I am not a big fan of Maria Sharapova but I’m a big tennis fan. She won’t even be on my top five favorites but given that she’s one of the hottest tennis players and one of the most popular faces on tour, I am curious to know about her story and thought this book would make me understand why she behaves the way she does. Before reading this, I was already aware of her accomplishments, of the injuries she had and the doping incident which caused her being banned from the circuit. I wasn’t aware, however, of how everything started for her, what drives her to play, what inspires her, what motivates her.
Unstoppable is Maria Sharapova’s memoir. She’s from Russia but moved to the US to train when she was six years old together with her father, in hopes to become a tennis superstar someday as her father believes she will be. She’s won five Grand Slam titles to date. She became an overnight sensation when she beat Serena Williams in the 2004 Wimbledon final as a seventeen year old. The book tells Maria’s share of highs and lows, struggle and success. From winning tournaments and Grand Slams, her rivalry with Serena Williams (it wasn’t much of a rivalry I think since Serena always beat her… well okay, one-sided rivalry?), her shoulder injury and of course, the doping incident.
I wasn’t a big fan of Maria before I read this and still not after, however, I admire her determination more now. It’s good to know and understand her and her journey. She is an accomplished player and definitely have a story of her own to tell.

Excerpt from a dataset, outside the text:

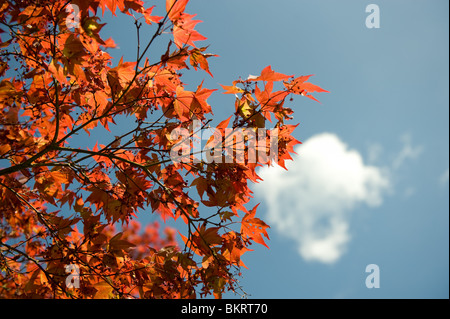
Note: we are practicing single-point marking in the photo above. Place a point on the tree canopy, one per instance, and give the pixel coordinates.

Whether you’re a tennis fan or not, penned down in simple language with Rich Cohen, this is worth your time reading.
“As hard as I practice, I have learned that doing nothing is just as important as doing everything.”
“You can’t control what people say about you and what they think about you. You can’t plan for bad luck. You can only work your hardest and do your best and tell the truth. In the end, it’s the effort that matters. The rest is beyond your control.”

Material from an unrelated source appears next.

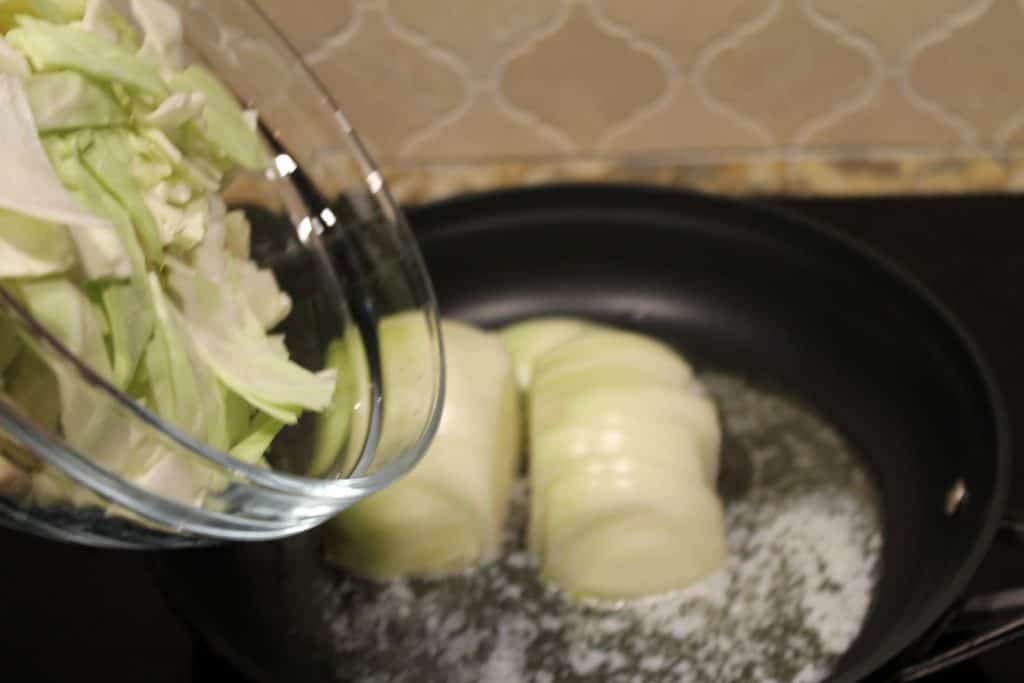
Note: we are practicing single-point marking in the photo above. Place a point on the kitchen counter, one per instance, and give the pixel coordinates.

“I know what losing does to you. I’d learned its lessons on tennis courts all over the world. It knocks you down but also builds you up. It teaches you humility and gives you strength. It makes you aware of your flaws, which you then must do your best to correct. In this way, it can actually make you better. You become a survivor. You learn that losing is not the end of the world.”
“What sets the great players apart from the good players? The good players win when everything is working. The great players win even when nothing is working even when the game is ugly; that is, when they are not great. Because no one can be great every day. Can you get it done on the ugly days, when you feel like garbage and the tank is empty?”
“There is no perfect justice, not in this world. You can’t control what people say about you and what they think about you. You can’t plan for bad luck. You can only work your hardest and do your best and tell the truth. In the end,it’s the effort that matters. The rest is beyond your control.”